V^π(s)＝E_π{R_t|s_t＝s} (6.3)

where P is the set of transition probabilities between subsequent states from action a taken from set A (S), R represents the desired immediate reward from action a taken from set A (S), and subsequent state S 'is taken from set S, or set S' in the case of a contingent problem, the equation is the Bellman equation for V π, the Bellman equation expresses the relationship between the values of the states and their subsequent states.

VI.B strategy iterations

Once strategy π has been improved using V π to produce a better strategy π ', the system can calculate V π' and improve it again to produce a better π ". then, the system determines a sequence of monotonically improving strategies and cost functions:

where E represents policy evaluation and I represents policy improvement. Each strategy is typically an improvement over the previous strategy (unless it is already optimal). In a reinforcement learning model with only a limited number of strategies, the process may converge to an optimal strategy and an optimal cost function in a limited number of iterations.

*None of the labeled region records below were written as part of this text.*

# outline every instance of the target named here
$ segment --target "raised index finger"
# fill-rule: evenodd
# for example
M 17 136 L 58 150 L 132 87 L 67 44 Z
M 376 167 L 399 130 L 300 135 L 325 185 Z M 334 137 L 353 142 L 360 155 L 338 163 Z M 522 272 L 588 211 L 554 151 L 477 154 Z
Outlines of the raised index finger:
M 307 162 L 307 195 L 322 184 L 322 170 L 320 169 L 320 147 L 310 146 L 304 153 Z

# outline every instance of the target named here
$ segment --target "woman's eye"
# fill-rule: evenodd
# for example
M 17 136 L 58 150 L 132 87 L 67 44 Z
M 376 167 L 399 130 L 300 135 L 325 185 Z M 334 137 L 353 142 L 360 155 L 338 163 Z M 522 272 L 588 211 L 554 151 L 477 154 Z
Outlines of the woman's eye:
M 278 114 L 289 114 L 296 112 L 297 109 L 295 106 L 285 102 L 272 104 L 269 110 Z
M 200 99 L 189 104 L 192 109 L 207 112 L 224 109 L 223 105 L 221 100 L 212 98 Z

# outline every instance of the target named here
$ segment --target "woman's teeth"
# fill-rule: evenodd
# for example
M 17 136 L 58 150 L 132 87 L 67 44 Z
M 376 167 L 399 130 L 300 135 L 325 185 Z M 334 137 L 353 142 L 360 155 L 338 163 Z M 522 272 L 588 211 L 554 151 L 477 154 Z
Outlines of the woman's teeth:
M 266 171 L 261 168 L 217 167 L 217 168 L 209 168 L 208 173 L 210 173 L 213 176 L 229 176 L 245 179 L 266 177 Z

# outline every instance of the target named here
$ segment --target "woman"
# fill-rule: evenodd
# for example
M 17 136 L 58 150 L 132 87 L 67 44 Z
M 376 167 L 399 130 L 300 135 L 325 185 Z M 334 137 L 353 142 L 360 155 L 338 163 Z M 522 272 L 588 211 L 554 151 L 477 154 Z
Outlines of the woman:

This way of finding the optimal strategy is called strategy iteration. FIG. 5A presents an example model for policy iteration. Note that each policy evaluation, which is itself an iterative computation, starts with a function of the value (state or action) of the previous policy. Typically, this results in an increase in the convergence speed of the policy evaluation.

Iteration of vi.c values

Value iteration is a special case of policy iteration where policy evaluation is stopped after only scans ( backups per state). value iteration can be written as a particularly simple backup operation that combines policy improvement with a truncated policy evaluation step:

V_k+1(s)＝max_aE_π{r_t+1+γV_k(s_t+1)|s_t＝s|a_t＝a} (6.8)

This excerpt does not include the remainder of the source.